Research released today by The Australia Institute estimates that NSW could have raised an additional $6.2 billion in coal royalties this financial year if it had adopted Queensland’s royalty system.
While NSW households and business have been charged more for energy due to the war in Ukraine, the public has missed out on collecting additional revenue which could be used for essential services and wages.
With the prospect of minority government after Saturday’s election, independents and minor parties could push for changes to the royalty system.
- Most coal mining in NSW pays a royalty rate of 8.2% regardless of the coal price.
- With coal prices at record highs due to the Ukraine war, Queensland changed its system so that higher royalty rates apply when prices are high.
- If NSW had adopted Queensland’s system it would have raised extra revenue of between $4.2 and $6.2 billion this financial year and $2.8 billion in 2021-22.
- These multi-billion dollar windfalls could be directed to the Royalties for Rejuvenation Fund, which currently receives just $25 million per year, distributed across four coal producing regions.
- Or the revenue could be directed to essential services and public sector wages
“NSW needs to wind down its coal industry and changing the coal royalty system should be a part of that,” said Research Director Rod Campbell from the Australia Institute.
“We don’t need to look far to see how this can be done. Queensland has already done it.

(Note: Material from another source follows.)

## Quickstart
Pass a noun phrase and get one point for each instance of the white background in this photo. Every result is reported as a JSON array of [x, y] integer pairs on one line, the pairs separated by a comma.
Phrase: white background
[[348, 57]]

“Queensland has shown that with political leadership, the community can benefit from changes to mining royalties and taxes.
“This should be a key issue for independents and minor parties in the next NSW Parliament.
“Both major parties have avoided this topic in the election campaign, which makes it an area where the crossbench could push for constructive reform.
“This is billions in forgone revenue that could be invested in health, education, transport and a wage rise for NSW workers.”